Bij vordering van 29 oktober 2019 vordert de advocaat-generaal dat het hof de tenuitvoerlegging van die voorwaardelijk opgelegde straf zal gelasten.
De vordering is aan de orde gesteld op de terechtzitting van 22 januari 2020, waarbij zijn gehoord de advocaat-generaal en namens de veroordeelde mr. U. van Ophoven, advocaat te Leek.
Beoordeling
Met de op 1 januari 2020 (Stb. 2019, 507) in werking getreden Wet herziening tenuitvoerlegging strafrechtelijke beslissingen (Stb. 2017, 82) is artikel 77dd (oud) van het Wetboek van Strafrecht komen te vervallen. Daarvoor in de plaats is getreden artikel 6:6:21 (nieuw) in verbinding met artikel 6:1:14, eerste lid, van het Wetboek van Strafvordering. Bij gebreke van overgangsrecht moet de vordering worden aangemerkt als vordering als bedoeld in het eerste lid, onder a, van artikel 6:6:21.
Artikel 6:6:1, eerste lid, van het Wetboek van Strafvordering bepaalt dat indien een rechter overeenkomstig de bepalingen van dit boek een beslissing kan nemen inzake de
tenuitvoerlegging, – tenzij in dit hoofdstuk anders is bepaald – tot het nemen van deze beslissing bevoegd is het gerecht dat in eerste aanleg kennis heeft genomen van het strafbare feit waarvoor de sanctie is opgelegd waarop de beslissing ziet. Tenzij anders is bepaald kan de rechter deze beslissing ambtshalve, op vordering van het openbaar ministerie, dan wel op verzoek van de veroordeelde nemen.

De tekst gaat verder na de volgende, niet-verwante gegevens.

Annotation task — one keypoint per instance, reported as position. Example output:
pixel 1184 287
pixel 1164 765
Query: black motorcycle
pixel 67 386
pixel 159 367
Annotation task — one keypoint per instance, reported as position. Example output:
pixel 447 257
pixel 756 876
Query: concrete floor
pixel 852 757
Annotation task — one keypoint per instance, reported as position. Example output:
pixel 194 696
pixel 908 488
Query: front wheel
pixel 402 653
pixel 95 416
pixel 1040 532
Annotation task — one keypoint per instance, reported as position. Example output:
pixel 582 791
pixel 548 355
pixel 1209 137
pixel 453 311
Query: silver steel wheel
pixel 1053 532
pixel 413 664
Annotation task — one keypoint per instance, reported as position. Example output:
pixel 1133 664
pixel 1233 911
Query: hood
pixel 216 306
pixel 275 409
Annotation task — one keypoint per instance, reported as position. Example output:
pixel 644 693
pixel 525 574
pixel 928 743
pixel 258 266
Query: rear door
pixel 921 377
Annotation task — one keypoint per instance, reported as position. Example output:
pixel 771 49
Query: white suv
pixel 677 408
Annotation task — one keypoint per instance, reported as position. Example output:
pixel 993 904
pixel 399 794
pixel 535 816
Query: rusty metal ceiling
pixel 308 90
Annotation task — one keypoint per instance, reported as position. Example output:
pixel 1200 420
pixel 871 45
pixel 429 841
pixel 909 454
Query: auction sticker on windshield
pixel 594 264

Bij de inwerkingtreding van de Wet herziening tenuitvoerlegging strafrechtelijke beslissingen is niet voorzien in overgangsrecht, zodat artikel 6:6:1, eerste lid, onmiddellijke werking heeft. Dit brengt mee dat het hof niet bevoegd is om kennis te nemen van de vordering. De omstandigheid dat de vordering vóór 1 januari 2020 is ingediend doet hieraan niet af. Overeenkomstig artikel 6:6:1, vierde lid, van het Wetboek van Strafvordering zal het hof de zaak verwijzen naar de rechtbank Noord-Nederland.
BESLISSING
Het hof:
Verklaart zich onbevoegd om kennis te nemen van de vordering en verwijst de zaak naar de rechtbank Noord-Nederland.
Aldus gewezen door
mr. E. de Witt, voorzitter,
mr. J.J. Beswerda en mr. W.M. van Schuijlenburg, raadsheren,
in tegenwoordigheid van mr. G.H. Smeitink, griffier,
en op 22 januari 2020 ter openbare zitting uitgesproken.